Copula-Based Imputation Method

Description

Imputation method based on conditional copula functions.

Usage

CoImp(X, n.marg = ncol(X), x.up = NULL, x.lo = NULL, q.up = rep(0.85, n.marg), 
            q.lo = rep(0.15, n.marg), type.data = "continuous", smoothing = 
            rep(0.5, n.marg), plot = TRUE, model = list(normalCopula(0.5, 
            dim=n.marg),  claytonCopula(10, dim=n.marg), gumbelCopula(10, 
            dim=n.marg), frankCopula(10, dim=n.marg), tCopula(0.5, 
            dim=n.marg,...), rotCopula(claytonCopula(10,dim=n.marg), 
            flip=rep(TRUE,n.marg)),...), start. = NULL, ...)

Arguments

X

a data matrix with missing values. Missing values should be denoted with NA.

n.marg

the number of variables in X.

x.up

a numeric vector of length n.marg with the upper value of each margin used in the Hit or Miss method. Specify either x.up xor q.up.

x.lo

a numeric vector of length n.marg with the lower value of each margin used in the Hit or Miss method. Specify either x.lo xor q.lo.

q.up

a numeric vector of length n.marg with the probability of the quantile used to define x.up for each margin. Specify either x.up xor q.up.

q.lo

a numeric vector of length n.marg with the probability of the quantile used to define x.lo for each margin. Specify either x.lo xor q.lo.

type.data

the nature of the variables in X: discrete or continuous.

smoothing

values for the nearest neighbour component of the smoothing parameter of the lp function.

plot

logical: if TRUE plots the estimated marginal densities and a bar plot of the percentages of missing and available data for each margin.

model

a list of copula models to be used for the imputation, see the Details section. This should be one of normal and t (with dispstr as in the copula package), frank, clayton, gumbel, and rotated copulas. As in fitCopula, itau fitting coerced tCopula to 'df.fixed=TRUE'.

start.

a numeric vector of starting values for the parameter optimization via optim.

...

further parameters for fitCopula, lp and further graphical arguments.

Details

CoImp is an imputation method based on conditional copula functions that allows to impute missing observations according to the multivariate dependence structure of the generating process without any assumptions on the margins. This method can be used independently from the dimension and the kind (monotone or non monotone) of the missing patterns.

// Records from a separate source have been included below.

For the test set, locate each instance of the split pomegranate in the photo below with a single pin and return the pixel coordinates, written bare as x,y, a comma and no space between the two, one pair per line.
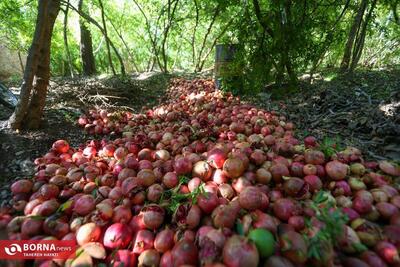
204,179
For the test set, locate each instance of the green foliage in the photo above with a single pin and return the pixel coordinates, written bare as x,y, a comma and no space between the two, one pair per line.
305,36
333,219
330,146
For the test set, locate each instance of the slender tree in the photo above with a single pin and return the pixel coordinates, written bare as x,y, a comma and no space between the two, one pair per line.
103,20
86,46
65,35
354,29
29,110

Brief description of the approach:

  1. estimate both the margins and the copula model on available data by means of the semi-parametric sequential two-step inference for margins;

  2. derive conditional density functions of the missing variables given non-missing ones through the corresponding conditional copulas obtained by using the Bayes' rule;

  3. impute missing values by drawing observations from the conditional density functions derived at the previous step. The Monte Carlo method used is the Hit or Miss.

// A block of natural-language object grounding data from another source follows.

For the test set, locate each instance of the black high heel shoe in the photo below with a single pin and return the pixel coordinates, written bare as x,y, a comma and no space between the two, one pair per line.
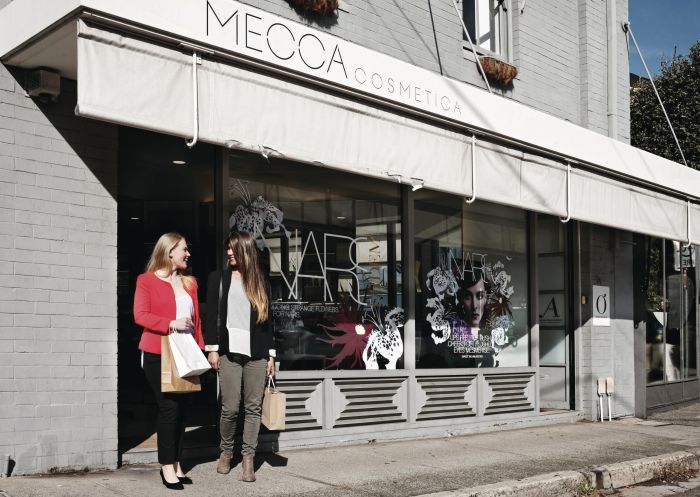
171,486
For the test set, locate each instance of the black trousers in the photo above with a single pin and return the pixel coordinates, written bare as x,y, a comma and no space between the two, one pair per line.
172,409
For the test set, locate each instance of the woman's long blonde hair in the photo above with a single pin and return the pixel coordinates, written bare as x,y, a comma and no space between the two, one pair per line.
248,263
160,257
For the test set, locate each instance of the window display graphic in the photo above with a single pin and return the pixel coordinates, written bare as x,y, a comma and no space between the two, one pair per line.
255,215
346,322
470,307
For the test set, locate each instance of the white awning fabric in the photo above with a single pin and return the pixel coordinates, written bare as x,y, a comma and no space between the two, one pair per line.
134,82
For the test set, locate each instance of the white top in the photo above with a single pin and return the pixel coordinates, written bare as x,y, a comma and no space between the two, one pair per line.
184,307
238,318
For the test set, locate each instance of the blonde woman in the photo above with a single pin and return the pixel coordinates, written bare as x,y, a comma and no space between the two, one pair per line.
240,345
166,302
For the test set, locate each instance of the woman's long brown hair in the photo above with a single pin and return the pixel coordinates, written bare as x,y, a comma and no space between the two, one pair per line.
248,264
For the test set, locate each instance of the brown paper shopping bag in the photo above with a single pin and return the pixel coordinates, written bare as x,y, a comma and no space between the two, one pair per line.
170,381
274,407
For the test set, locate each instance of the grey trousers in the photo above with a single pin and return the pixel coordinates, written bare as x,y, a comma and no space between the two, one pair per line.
235,370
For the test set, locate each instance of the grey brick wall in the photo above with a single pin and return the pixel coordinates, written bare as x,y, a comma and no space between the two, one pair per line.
58,302
604,351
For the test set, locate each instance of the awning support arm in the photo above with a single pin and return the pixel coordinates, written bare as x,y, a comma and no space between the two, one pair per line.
195,101
473,197
690,238
568,194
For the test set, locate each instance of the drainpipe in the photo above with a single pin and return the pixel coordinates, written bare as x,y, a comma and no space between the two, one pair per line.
612,68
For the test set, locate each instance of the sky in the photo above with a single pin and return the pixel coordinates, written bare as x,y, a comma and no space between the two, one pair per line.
659,26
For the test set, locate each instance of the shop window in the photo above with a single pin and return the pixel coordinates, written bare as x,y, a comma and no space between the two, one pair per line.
471,283
486,22
668,292
331,245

The estimation approach for the copula fit is semiparametric: a range of nonparametric margins and parametric copula models can be selected by the user.

Value

An object of S4 class "CoImp", which is a list with the following elements:

Missing.data.matrix

the original missing data matrix to be imputed.

Perc.miss

the matrix of the percentage of missing and available data.

Estimated.Model

the estimated copula model on the available data.

Estimation.Method

the estimation method used for the copula Estimated.Model.

Index.matrix.NA

matrix indices of the missing data.

Smooth.param

the smoothing parameter alpha selected on the basis of the AIC.

Imputed.data.matrix

the imputed data matrix.

Estimated.Model.Imp

the estimated copula model on the imputed data matrix.

Estimation.Method.Imp

the estimation method used for the copula Estimated.Model.Imp.

Author(s)

F. Marta L. Di Lascio <marta.dilascio@unibz.it>, Simone Giannerini <simone.giannerini@unibo.it>

References

Di Lascio, F.M.L., Giannerini, S. and Reale, A. (2015) "Exploring Copulas for the Imputation of Complex Dependent Data". Statistical Methods & Applications, 24(1), p. 159-175. DOI 10.1007/s10260-014-0287-2.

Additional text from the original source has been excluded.